Wireless communication terminal with power delay function

Abstract

A wireless communication terminal with a power delay function is provided to prevent a power-on of the terminal by an external force rather than by a user's intention by delaying a time taken to apply a power using a power delay circuit (e.g., capacitor having a large capacitance value). The invention comprising a power transfer unit for providing a switch-on signal to a controller in response to a power-on switching signal from the outside and dividing a voltage of a driving power transferred from an external power supply, a power delay unit for delaying the driving power from the power transfer unit, a power loop hold unit for holding a power loop based on a power hold signal from the controller and the driving signal from the power delay unit, a power apply unit for converting the power from the power supply into a constant voltage in accordance with the driving power from the power loop hold unit and applying the converted constant voltage to the controller, and the controller driven in response to the constant voltage from the power apply unit for providing the power hold signal to the power loop hold unit in response to the switch-on signal from the power transfer unit.

Description

FIELD OF THE INVENTION

The present invention relates to a wireless communication terminal with a power delay function; and more particularly, to a wireless communication terminal with a power delay function of preventing a power-on of the terminal by an external force rather than by a user's intention by delaying a time taken to apply a power using a power delay circuit (e.g., capacitor having a large capacitance value).
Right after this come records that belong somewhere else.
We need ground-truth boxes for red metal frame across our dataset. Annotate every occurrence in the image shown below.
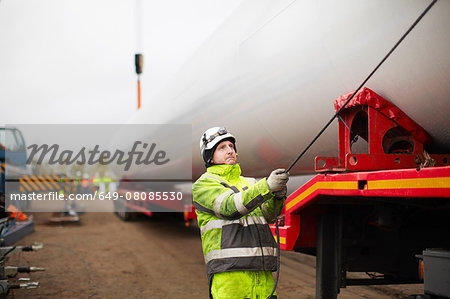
[271,166,450,250]
[271,88,450,250]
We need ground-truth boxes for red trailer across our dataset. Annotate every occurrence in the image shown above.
[271,88,450,298]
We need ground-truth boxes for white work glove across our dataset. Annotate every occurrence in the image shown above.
[273,186,287,199]
[267,169,289,193]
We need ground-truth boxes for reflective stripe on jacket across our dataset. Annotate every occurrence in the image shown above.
[192,164,283,281]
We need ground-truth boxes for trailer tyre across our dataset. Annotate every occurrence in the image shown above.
[114,199,135,221]
[316,212,339,299]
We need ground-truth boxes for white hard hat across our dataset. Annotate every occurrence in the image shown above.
[200,127,236,163]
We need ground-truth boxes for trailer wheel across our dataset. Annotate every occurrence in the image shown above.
[316,213,340,299]
[114,199,135,221]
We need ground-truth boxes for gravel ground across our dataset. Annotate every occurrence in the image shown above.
[8,213,423,299]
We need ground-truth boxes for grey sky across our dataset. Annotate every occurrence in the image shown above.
[0,0,242,125]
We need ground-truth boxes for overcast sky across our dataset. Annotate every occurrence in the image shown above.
[0,0,242,125]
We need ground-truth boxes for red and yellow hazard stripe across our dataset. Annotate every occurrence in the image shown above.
[286,181,358,211]
[286,176,450,211]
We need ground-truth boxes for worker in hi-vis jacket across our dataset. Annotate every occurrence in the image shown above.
[192,127,289,299]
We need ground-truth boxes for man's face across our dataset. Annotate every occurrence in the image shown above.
[211,140,236,165]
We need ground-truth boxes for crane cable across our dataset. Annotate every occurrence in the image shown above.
[267,0,437,299]
[286,0,437,172]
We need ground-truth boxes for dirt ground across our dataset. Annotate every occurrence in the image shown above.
[8,213,423,299]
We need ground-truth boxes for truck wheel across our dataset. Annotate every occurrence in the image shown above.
[316,213,339,299]
[114,199,135,221]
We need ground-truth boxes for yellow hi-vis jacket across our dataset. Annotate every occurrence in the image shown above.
[192,164,284,298]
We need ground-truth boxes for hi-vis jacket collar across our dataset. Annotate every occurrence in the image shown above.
[206,163,241,182]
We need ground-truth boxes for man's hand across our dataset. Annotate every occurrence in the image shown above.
[267,169,289,193]
[273,186,287,199]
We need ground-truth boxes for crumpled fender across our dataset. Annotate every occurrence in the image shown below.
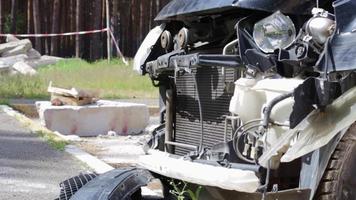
[259,87,356,167]
[133,23,166,75]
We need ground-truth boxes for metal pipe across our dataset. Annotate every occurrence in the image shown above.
[221,39,239,83]
[165,141,198,151]
[164,89,173,153]
[193,159,262,173]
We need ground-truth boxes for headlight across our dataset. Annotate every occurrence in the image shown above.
[253,11,296,53]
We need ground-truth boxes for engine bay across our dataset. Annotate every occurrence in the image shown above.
[134,0,356,195]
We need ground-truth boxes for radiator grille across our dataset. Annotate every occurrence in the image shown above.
[175,67,235,155]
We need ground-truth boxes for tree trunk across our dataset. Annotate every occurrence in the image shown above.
[111,0,120,56]
[90,0,102,60]
[33,0,42,52]
[75,0,82,58]
[51,0,60,55]
[0,1,4,33]
[10,0,17,33]
[27,0,33,34]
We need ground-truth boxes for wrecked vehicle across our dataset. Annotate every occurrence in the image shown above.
[61,0,356,200]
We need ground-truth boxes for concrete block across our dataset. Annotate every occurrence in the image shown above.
[26,49,41,59]
[26,55,63,69]
[36,100,149,136]
[12,61,37,76]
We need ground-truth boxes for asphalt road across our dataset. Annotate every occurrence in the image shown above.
[0,111,87,200]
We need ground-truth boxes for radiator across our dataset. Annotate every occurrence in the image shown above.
[175,67,236,155]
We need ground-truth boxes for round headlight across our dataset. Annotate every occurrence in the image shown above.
[253,11,296,53]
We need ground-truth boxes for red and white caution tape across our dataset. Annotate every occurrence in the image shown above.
[0,28,129,65]
[0,28,109,38]
[109,29,129,65]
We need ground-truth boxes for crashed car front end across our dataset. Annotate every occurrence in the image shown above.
[135,0,356,199]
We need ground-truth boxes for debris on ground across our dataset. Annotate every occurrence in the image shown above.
[36,100,149,136]
[47,82,99,106]
[0,35,63,75]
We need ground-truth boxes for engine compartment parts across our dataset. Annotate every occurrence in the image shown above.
[253,11,296,53]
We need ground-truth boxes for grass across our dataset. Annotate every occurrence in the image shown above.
[36,130,69,151]
[0,59,158,99]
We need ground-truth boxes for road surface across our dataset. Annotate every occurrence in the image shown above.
[0,111,88,200]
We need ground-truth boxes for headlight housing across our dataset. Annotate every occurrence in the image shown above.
[253,11,296,53]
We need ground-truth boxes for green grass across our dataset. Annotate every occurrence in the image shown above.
[0,59,158,99]
[36,131,69,151]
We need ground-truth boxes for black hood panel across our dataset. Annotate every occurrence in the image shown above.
[156,0,323,21]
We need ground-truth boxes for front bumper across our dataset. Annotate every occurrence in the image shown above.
[139,150,260,193]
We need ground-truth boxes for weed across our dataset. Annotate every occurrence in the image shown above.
[36,130,68,151]
[0,59,158,99]
[170,180,203,200]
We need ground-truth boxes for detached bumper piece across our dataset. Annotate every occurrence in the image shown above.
[139,150,260,193]
[71,168,153,200]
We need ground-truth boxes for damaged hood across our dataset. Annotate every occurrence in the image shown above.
[155,0,325,21]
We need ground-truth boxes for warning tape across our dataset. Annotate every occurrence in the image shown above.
[0,28,109,37]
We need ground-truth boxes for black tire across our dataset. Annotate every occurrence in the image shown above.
[314,123,356,200]
[57,174,97,200]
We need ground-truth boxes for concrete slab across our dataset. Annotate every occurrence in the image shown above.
[36,100,149,136]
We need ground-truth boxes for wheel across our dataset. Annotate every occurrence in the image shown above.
[315,123,356,200]
[57,174,97,200]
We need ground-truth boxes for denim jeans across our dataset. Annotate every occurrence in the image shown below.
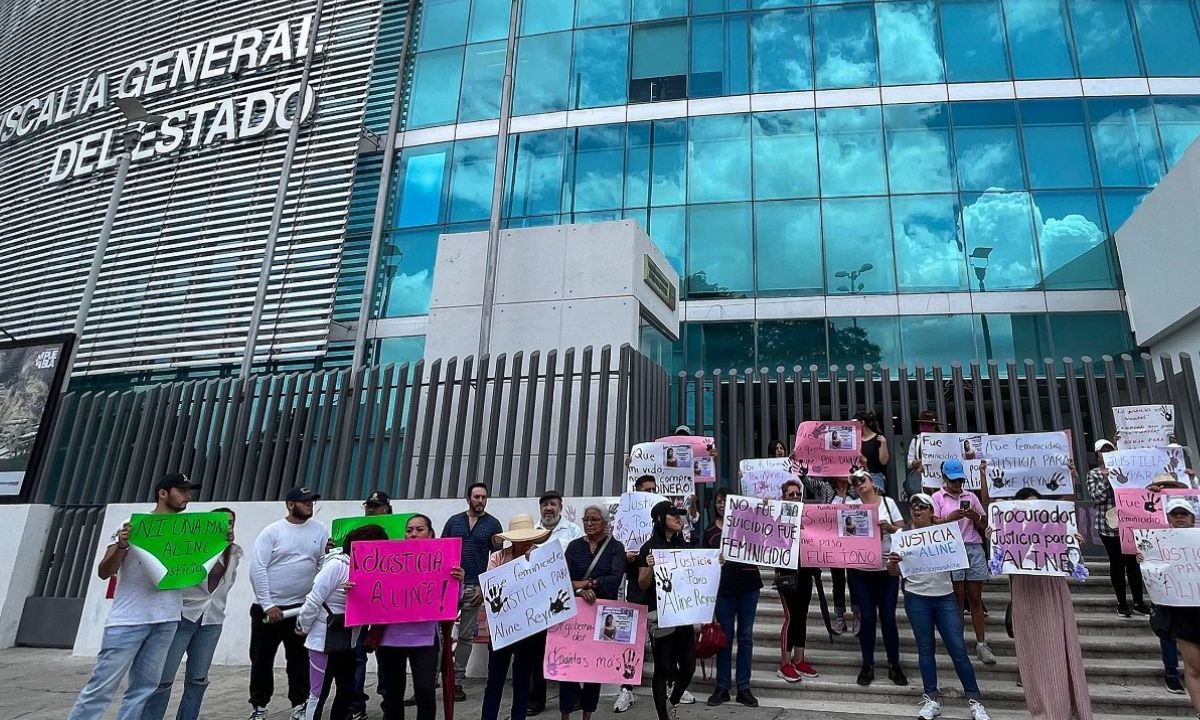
[904,593,979,700]
[142,619,221,720]
[716,590,758,691]
[68,622,176,720]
DESCRIPTION OF RELATED ART

A wireless communication terminal refers to a terminal capable of wireless communication while each individual carries such a terminal as PCS (personal communication services) terminal, PDA (personal digital assistant) terminal, smart phone, IMT-2000 (International Mobile Telecommunication-2000) terminal, wireless LAN terminal, or the like.

FIG. 1 is a configuration diagram showing an embodiment of a conventional wireless communication terminal.

As shown in FIG. 1, the conventional wireless communication terminal comprises a power supply (battery) 101 for supplying a power to the interior of the terminal, a switch 102 for transferring or blocking the driving power from the power supply 101 in response to a power-on/off switching signal from the outside, two resistors 103 and 104 for dividing a voltage of the driving power from the switch 102, a capacitor 105 connected in parallel with the resistor 104, a first diode 106 for transferring the driving power from the two resistors 103 and 104 to a first transistor 107 and preventing a reverse current (power hold signal PS_HOLD) from a mobile station modem (MSM) 109, and the first transistor 107 turned on in accordance with the power from the first diode 106 for outputting the driving power. In addition, the conventional wireless communication terminal further comprises a low voltage drop regulator 108 for converting the power from the power supply 101 into a constant voltage in response to the driving power from the first transistor 107 and applying the converted constant voltage to the MSM 109, the MSM 109 driven by the constant voltage from the low voltage drop regulator 108 for providing the power hold signal PS_HOLD to the first diode 110 in response to a power-on signal from a second transistor 111, a second diode 110 for transferring the power hold signal PS_HOLD from the MSM 109 to the first transistor 107 and blocking a reverse current from the first diode 106, and the second transistor 111 driven by receiving a base voltage in response to a switch-on signal and transferring the power-on signal to the MSM 109.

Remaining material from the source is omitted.